Nisto reside uma conexão com os dias de hoje, pois nós também estamos “às margens do Jordão”, preparando-nos para entrar em Eretz Yisrael junto com Mashiach. É através da abordagem enfatizada pelo Sefer Devarim, fundindo a palavra de D’us com a sabedoria humana18, que nós mereceremos a era em que “a ocupação de todo o mundo será somente para conhecer D’us”19, a Era da Redenção.
. Notas:
1.
Devarim 1:1.
2.
Megilá 31b.
3.
Tosafos, op. cit.
4.
Mishnê Tora, Hilchos Teshuvá 3:8.
5.
Devarim 11:13.
6.
Ver Zohar III, p. 232a; Shmot Rabá 3:15.
7.
Berachot 21b; Yevamos 4a.
8.
Raaban (Rabbi Eleazar ben Nasan), seção 34.
9.
Midrash Tehilim sobre 90:4; Bereishis Rabá 8:2. Ver também a explicação deste conceito no maamar Issa B’Midrash Tehilim, 5653 [Sefer HaMaamarim 5708, p. 272ff, (o maamar recitado tanto pelo Rebe Rashab quanto pelo Rebe Anterior em suas celebrações de bar-mitsvá].
10.
Ver Tanya, cap. 4.
11.
Ver Shabos 92a, Nedarim 38a.
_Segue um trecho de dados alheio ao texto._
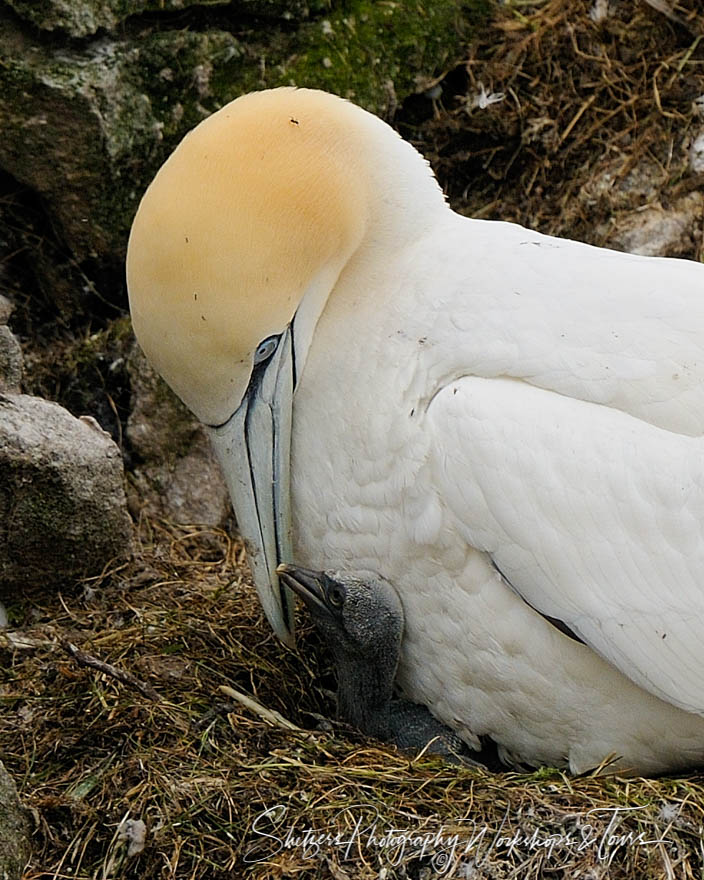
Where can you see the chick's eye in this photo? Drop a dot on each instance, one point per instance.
(265, 349)
(336, 595)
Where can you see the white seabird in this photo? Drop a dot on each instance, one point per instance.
(505, 425)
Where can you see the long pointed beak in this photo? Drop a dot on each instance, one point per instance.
(253, 448)
(306, 583)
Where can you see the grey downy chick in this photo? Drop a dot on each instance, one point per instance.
(360, 617)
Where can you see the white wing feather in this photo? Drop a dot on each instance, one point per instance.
(594, 516)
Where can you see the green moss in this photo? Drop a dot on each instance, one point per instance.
(378, 52)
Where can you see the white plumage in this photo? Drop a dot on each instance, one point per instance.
(505, 425)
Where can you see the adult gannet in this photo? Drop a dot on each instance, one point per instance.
(507, 426)
(360, 617)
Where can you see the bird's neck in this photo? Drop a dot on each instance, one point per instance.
(364, 696)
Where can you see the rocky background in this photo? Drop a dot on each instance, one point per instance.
(582, 118)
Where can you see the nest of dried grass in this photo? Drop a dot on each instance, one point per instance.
(95, 757)
(587, 104)
(600, 105)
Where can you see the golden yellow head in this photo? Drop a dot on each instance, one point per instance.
(249, 210)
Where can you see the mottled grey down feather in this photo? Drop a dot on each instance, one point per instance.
(360, 617)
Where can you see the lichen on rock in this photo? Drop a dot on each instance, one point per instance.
(63, 513)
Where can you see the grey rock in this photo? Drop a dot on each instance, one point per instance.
(87, 124)
(81, 18)
(179, 476)
(63, 513)
(14, 830)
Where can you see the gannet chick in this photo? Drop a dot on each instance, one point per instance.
(360, 617)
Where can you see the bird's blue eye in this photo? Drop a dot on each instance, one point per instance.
(265, 349)
(336, 594)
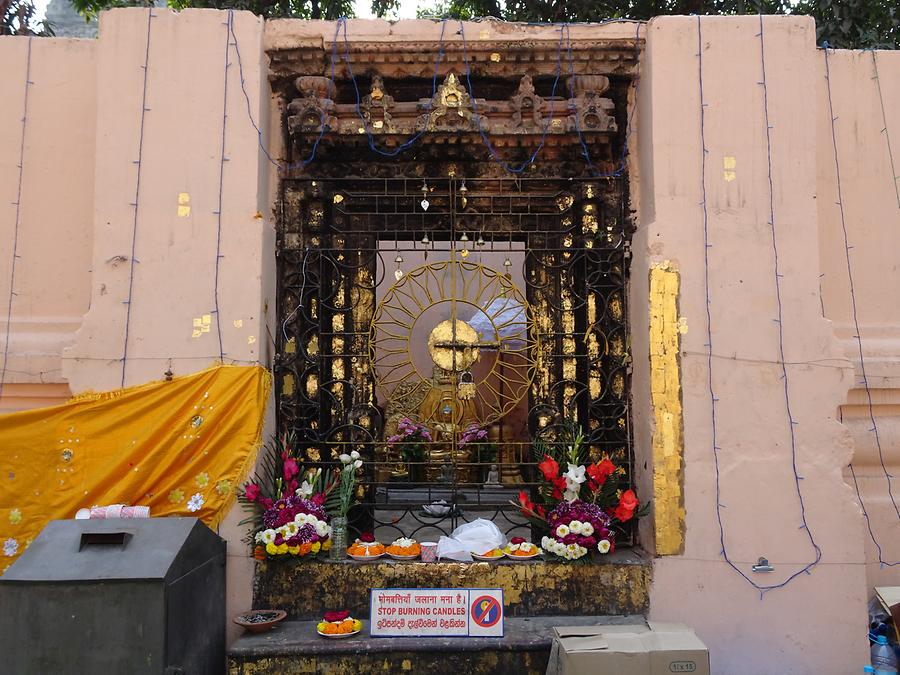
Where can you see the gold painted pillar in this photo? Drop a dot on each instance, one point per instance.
(665, 388)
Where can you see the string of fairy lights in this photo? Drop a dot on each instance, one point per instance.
(855, 315)
(779, 321)
(18, 214)
(564, 47)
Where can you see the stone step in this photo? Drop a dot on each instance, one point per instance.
(294, 647)
(616, 584)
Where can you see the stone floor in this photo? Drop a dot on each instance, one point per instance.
(295, 647)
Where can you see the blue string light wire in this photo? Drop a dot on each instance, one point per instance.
(704, 151)
(283, 166)
(342, 22)
(858, 335)
(884, 129)
(18, 203)
(776, 272)
(229, 28)
(137, 194)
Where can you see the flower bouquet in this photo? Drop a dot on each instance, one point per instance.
(582, 506)
(289, 516)
(410, 440)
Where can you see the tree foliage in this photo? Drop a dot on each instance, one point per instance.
(849, 24)
(19, 17)
(270, 9)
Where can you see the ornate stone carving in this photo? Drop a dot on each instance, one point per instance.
(376, 106)
(314, 108)
(592, 110)
(451, 107)
(526, 106)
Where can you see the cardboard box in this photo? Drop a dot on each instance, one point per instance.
(650, 648)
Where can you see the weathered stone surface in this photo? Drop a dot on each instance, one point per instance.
(618, 585)
(294, 647)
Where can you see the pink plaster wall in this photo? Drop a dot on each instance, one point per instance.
(76, 219)
(869, 191)
(817, 623)
(55, 230)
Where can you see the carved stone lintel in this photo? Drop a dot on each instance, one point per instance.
(314, 108)
(377, 107)
(594, 113)
(526, 106)
(449, 109)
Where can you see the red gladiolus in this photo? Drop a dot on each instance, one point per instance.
(526, 503)
(290, 468)
(337, 616)
(549, 468)
(598, 473)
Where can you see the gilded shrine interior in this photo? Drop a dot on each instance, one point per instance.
(455, 262)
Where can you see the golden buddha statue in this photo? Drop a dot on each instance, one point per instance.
(449, 406)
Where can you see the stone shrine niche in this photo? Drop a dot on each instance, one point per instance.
(426, 281)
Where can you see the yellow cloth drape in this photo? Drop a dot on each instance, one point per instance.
(180, 447)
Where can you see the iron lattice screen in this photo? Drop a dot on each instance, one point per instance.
(556, 248)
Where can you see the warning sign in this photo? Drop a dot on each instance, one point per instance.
(447, 612)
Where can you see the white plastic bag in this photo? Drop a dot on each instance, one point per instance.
(479, 536)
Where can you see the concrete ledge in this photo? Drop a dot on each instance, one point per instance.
(618, 584)
(293, 647)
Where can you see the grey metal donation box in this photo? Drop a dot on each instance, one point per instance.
(116, 597)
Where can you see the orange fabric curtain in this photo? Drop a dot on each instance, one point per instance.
(180, 447)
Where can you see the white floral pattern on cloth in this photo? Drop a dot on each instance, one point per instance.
(195, 503)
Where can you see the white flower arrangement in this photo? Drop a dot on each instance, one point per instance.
(569, 552)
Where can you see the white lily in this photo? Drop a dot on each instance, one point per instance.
(575, 474)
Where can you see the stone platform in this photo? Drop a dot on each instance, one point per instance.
(617, 584)
(293, 647)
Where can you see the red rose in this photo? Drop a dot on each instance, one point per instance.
(559, 484)
(549, 468)
(627, 504)
(337, 616)
(598, 473)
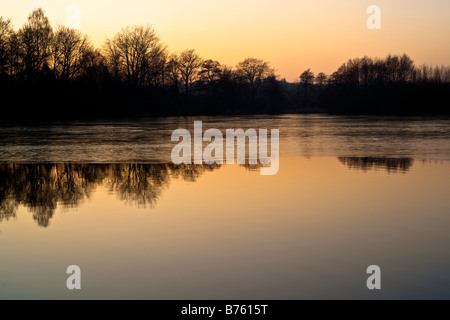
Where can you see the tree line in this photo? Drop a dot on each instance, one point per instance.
(49, 72)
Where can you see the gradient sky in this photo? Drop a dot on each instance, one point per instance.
(292, 34)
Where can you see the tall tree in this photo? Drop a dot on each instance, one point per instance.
(133, 52)
(69, 51)
(6, 32)
(306, 80)
(253, 71)
(189, 64)
(36, 37)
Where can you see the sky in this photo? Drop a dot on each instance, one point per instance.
(293, 35)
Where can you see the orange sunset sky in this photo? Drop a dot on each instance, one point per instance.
(292, 34)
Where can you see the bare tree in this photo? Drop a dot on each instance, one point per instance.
(189, 64)
(306, 80)
(134, 52)
(321, 79)
(35, 37)
(6, 32)
(210, 72)
(254, 71)
(69, 49)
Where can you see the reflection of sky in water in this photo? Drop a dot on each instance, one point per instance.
(305, 135)
(194, 232)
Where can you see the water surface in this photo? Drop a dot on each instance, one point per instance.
(350, 192)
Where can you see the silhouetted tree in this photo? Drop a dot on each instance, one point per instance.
(69, 52)
(306, 80)
(35, 37)
(188, 64)
(253, 71)
(134, 54)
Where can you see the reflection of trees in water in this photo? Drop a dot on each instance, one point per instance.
(368, 163)
(42, 187)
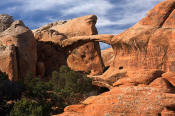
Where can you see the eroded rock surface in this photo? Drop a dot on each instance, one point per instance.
(86, 55)
(22, 59)
(141, 76)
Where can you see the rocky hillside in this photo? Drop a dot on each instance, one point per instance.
(139, 69)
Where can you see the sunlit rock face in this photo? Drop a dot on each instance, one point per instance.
(142, 72)
(148, 45)
(86, 57)
(18, 53)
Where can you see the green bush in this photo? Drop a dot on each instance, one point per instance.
(8, 91)
(26, 107)
(39, 98)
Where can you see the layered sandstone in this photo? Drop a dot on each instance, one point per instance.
(141, 76)
(107, 56)
(22, 58)
(87, 56)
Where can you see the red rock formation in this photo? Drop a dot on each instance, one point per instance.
(107, 56)
(87, 56)
(126, 101)
(142, 54)
(22, 59)
(8, 61)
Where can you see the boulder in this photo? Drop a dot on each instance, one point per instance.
(86, 55)
(5, 21)
(8, 61)
(22, 38)
(125, 101)
(107, 56)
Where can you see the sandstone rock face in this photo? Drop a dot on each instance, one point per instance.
(125, 101)
(148, 45)
(141, 76)
(24, 57)
(87, 56)
(8, 61)
(107, 56)
(5, 22)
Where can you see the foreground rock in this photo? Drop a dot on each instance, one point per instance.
(18, 50)
(87, 56)
(107, 56)
(126, 101)
(141, 76)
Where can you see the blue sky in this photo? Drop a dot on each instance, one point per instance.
(114, 16)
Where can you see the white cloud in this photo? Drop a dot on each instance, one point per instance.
(98, 7)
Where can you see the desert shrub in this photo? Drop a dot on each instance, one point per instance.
(27, 107)
(42, 98)
(8, 91)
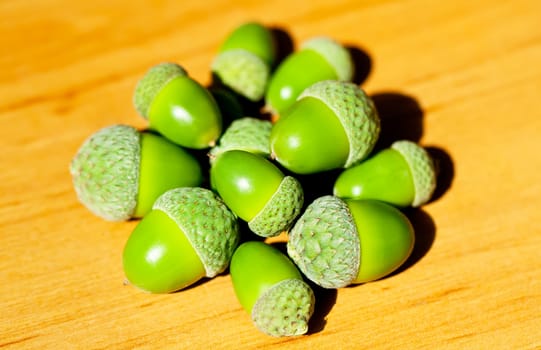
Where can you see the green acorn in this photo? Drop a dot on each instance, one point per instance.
(318, 59)
(270, 287)
(332, 125)
(178, 107)
(338, 242)
(257, 191)
(245, 59)
(402, 175)
(118, 172)
(246, 134)
(188, 235)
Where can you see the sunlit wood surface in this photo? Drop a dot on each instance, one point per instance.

Ver também o comentário da Mishná (Sanhedrin 10:1), que descreve Moshê como “o mais perfeito de toda a humanidade”.
12.
Ver Avos 1:1.
13.
Ver Tanya, Kuntres Acharon, p. 158a, Or HaTorá, Vayicrá, Vol. II, p. 468ff.
14.
Ver o oitavo dos Treze Princípios da Fé do Rambam (Comentários da Mishná, Sanhedrin 10:1).
15.
Ver Shelo 402b.
16.
Devarim 30:12; cf. Bava Metzia 59b.
17.
Ver Likutei Sichot, Vol. VI, p. 117-118, que explica que o número 5 reflete uma conexão com a essência de D’us. É Devarim, o quinto livro da Torá, que expressa esta dimensão da forma mais completa.
18.
Isto também está relacionado à especial contribuição da Chassidut Chabad. Chabad é um acrônimo das palavras hebraicas que significam “sabedoria, entendimento e conhecimento”. Como indicado, os ensinamentos de Chabad se esforçam para transmitir as profundas verdades místicas de nossa Torá de uma forma que possa ser captada pelos mortais. Como o Baal Shem Tov ensinou (ver a famosa carta enviada a seu cunhado Reb Gershon Kitover, publicada em Ben Poras Yosef), quando as fontes destes ensinamentos se espalharem, Mashiach virá. Ver o ensaio intitulado “Bridging the Gap” (Timeless Patterns in Time, Vol. I, p. 101).
19.
Rambam, Mishneh Torah, Hilchos Melachim 12:5.